The result on the unmitigated noisy circuit result in loss of accuracy (relative to the ideal expectation value of -1.0) and additional iterations required to reach convergence.

### Now we introduce ZNE and compare results.#

This is done by wrapping the noisy executor into a mitigated executor. We will fold the gates from the right and apply a linear inference (using a Linear Factory object) to implement ZNE. You can read more about noise scaling by unitary folding in the Mitiq user guide.

def mitigated_expectation(
thetas, backend, readout_qubit, samples, pauli_sum, executable: Program, factory
) -> float:
"""
This function is the ZNE-wrapped executor, which outputs the error-mitigated
expectation value.

Args:
thetas: the input parameter for the optimization
backend: the quantum computer that runs the quantum program
samples: number of times the experiment (or simulation) will be run
pauli_sum: the Hamiltonian expressed as
executable: the pyQuil quantum program
factory: factory object containing the type of inference and scaling parameters

Returns:
The error-mitigated expectation value as a float.
"""
mitigated_exp = zne.execute_with_zne(
executable,
lambda p: executor(thetas, backend, readout_qubit, samples, pauli_sum, p),
factory=factory,
scale_noise=fold_gates_from_right,
)
return mitigated_exp


Here we use a linear inference for the extrapolation. See the section on Factory Objects in the Mitiq user guide for more information:

fac = mitiq.zne.inference.LinearFactory(scale_factors=[1.0, 3.0])

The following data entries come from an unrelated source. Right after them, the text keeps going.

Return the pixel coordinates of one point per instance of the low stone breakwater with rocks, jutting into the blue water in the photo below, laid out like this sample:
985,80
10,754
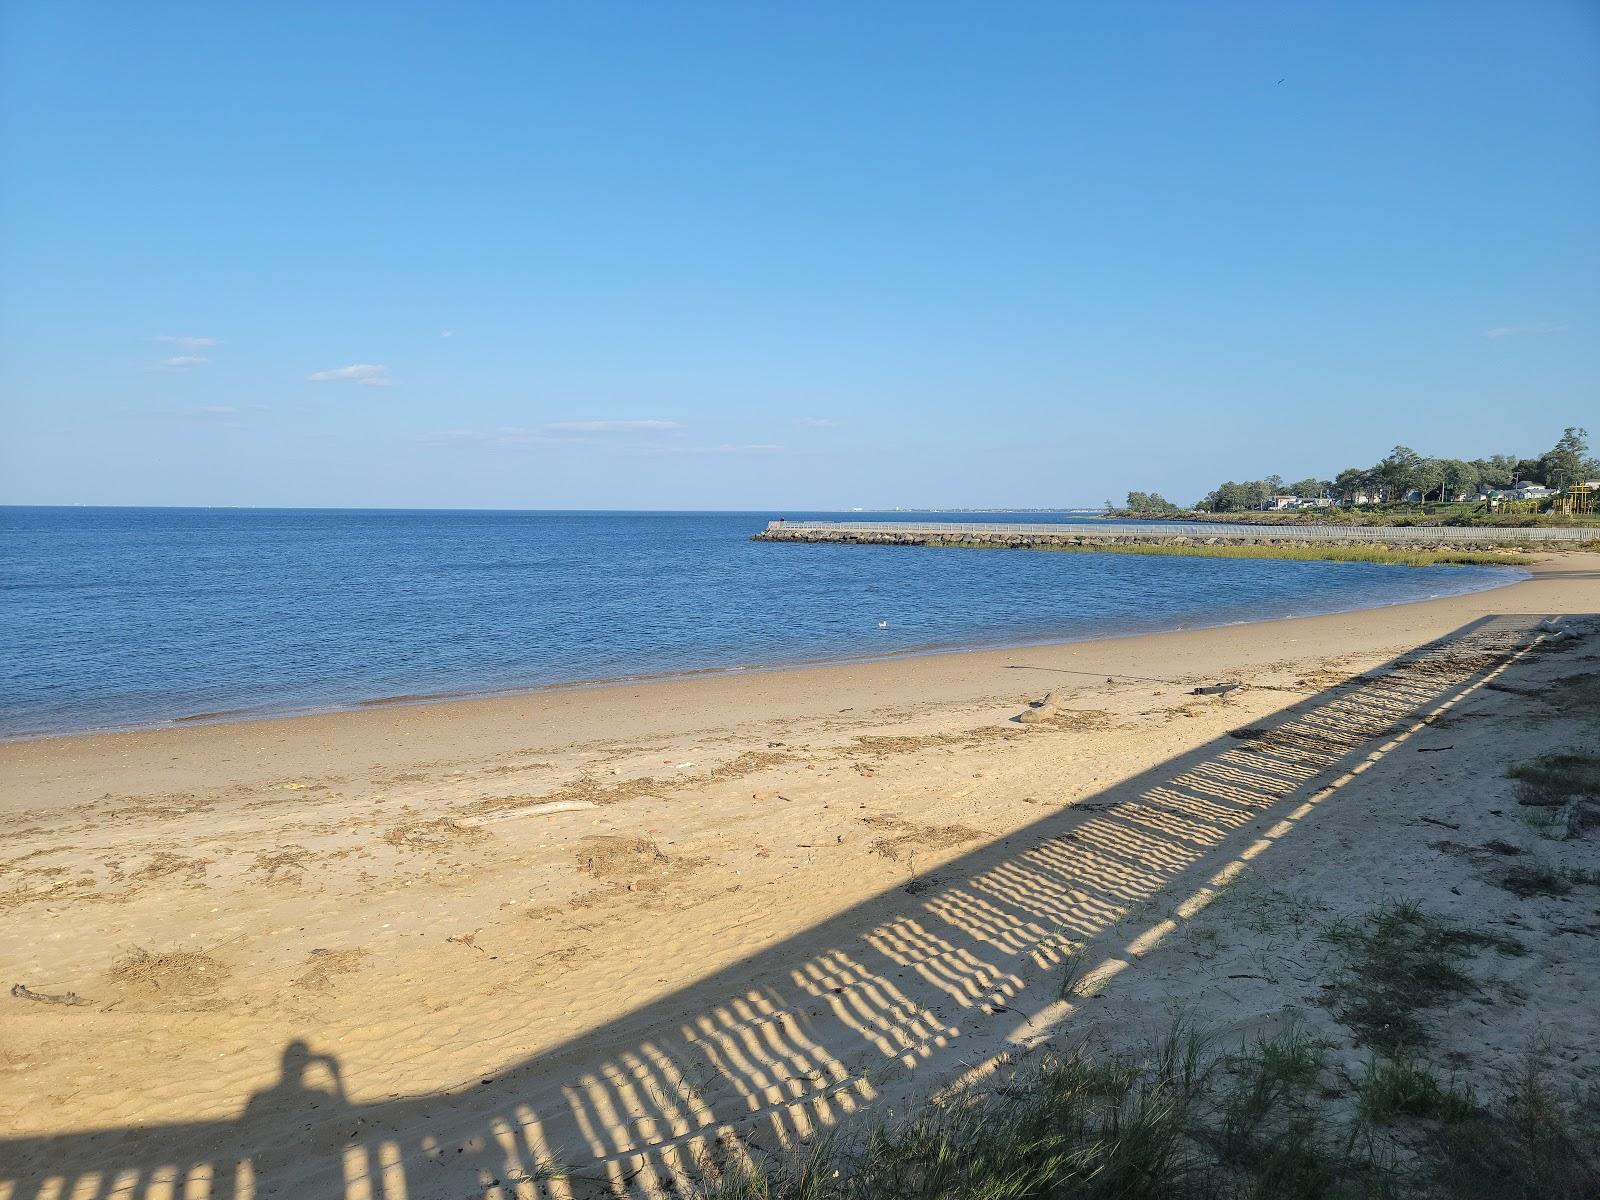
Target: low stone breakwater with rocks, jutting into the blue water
1454,538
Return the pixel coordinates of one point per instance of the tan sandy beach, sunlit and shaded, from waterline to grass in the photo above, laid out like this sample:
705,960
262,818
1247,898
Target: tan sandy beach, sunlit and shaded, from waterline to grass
415,951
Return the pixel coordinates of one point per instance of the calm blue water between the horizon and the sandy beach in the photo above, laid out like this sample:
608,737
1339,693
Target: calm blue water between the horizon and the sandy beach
137,617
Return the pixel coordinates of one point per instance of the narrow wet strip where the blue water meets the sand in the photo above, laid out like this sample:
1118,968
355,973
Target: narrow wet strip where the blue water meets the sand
460,697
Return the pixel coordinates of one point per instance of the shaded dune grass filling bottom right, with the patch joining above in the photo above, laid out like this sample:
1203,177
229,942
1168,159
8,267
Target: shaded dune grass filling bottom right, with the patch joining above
1271,1119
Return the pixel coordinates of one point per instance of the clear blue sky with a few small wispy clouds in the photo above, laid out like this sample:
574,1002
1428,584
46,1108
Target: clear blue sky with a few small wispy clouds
783,257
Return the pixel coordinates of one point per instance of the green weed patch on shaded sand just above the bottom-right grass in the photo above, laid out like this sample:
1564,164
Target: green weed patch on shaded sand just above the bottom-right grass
1399,962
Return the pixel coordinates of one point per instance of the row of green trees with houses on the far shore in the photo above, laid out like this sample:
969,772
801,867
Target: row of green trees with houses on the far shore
1399,474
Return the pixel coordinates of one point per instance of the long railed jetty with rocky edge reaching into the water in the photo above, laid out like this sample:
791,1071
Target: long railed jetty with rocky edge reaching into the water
1046,537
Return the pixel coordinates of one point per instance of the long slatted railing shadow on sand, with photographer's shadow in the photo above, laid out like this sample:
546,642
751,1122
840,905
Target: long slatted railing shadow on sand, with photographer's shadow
822,1025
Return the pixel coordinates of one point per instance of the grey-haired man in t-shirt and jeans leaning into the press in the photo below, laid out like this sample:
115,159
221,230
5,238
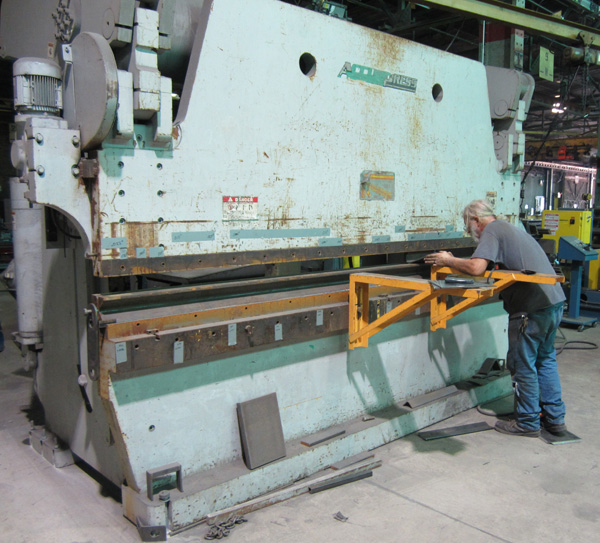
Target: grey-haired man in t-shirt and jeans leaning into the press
534,310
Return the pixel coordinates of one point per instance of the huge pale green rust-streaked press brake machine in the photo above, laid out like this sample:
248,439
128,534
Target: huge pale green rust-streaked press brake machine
222,139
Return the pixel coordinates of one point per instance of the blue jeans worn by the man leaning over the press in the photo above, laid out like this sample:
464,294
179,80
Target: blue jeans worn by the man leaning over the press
531,361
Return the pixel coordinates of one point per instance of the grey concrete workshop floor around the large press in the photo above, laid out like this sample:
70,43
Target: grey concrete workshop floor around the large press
478,488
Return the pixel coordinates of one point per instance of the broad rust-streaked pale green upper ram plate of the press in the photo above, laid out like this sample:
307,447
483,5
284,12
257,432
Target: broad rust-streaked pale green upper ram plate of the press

Scan over the parameter theta and plot the energy expectation with error mitigation

results_zne = []
for theta in thetas:
results_zne.append(
mitigated_expectation(theta, backend, readout_qubit, samples, hamiltonian, program, fac)
)

_ = plt.figure()
_ = plt.plot(thetas, np.cos(thetas), "o-", label="Ideal landscape")
_ = plt.plot(thetas, results, "o-", label="Noisy landscape")
_ = plt.plot(thetas, results_zne, "o-", label="Mitigated landscape")
_ = plt.xlabel(r"$\theta$", fontsize=18)
_ = plt.ylabel(r"$\langle \Psi(\theta) | Z | \Psi(\theta) \rangle$", fontsize=18)
_ = plt.legend()
_ = plt.title("Mitigated Energy Landscape")
plt.show() In the energy landscape plot, we can see that the noise has flattened the unmitigated landscape and with error mitigation it has become peaked again. Therefore, we expect the optimization loop to have better convergence with ZNE applied.

Run VQE routine with ZNE

res_zne = optimize.minimize(
mitigated_expectation,
init_angle,
args=(backend, readout_qubit, samples, hamiltonian, program, fac),
options={"xatol": 1.0e-3, "fatol": 1.0e-2},
)
print(res_zne)

 final_simplex: (array([[3.08437042],
[3.084375  ]]), array([-0.79566667, -0.79533333]))
fun: -0.7956666666666666
message: 'Optimization terminated successfully.'
nfev: 45
nit: 16
status: 0
success: True
x: array([3.08437042])


We can see that the convergence to the minimum energy is enhanced by applying ZNE.

## Conclusion#

While the VQE algorithm is generally considered to be robust to noise , at the noise level modeled in this example, the accumulation of errors results in loss of accuracy and additional iterations required to reach convergence. Adding ZNE then improves the convergence of the algorithm to the minimum energy. The result is also demonstrated in the energy landscape plot, where the noisy landscape is noticeably flatter than the landscape generated with ZNE.

Note: In this example, a small ansatz was used to keep the runtime within acceptable limits. ZNE generally performs better on longer circuits, but there is a tradeoff with execution time.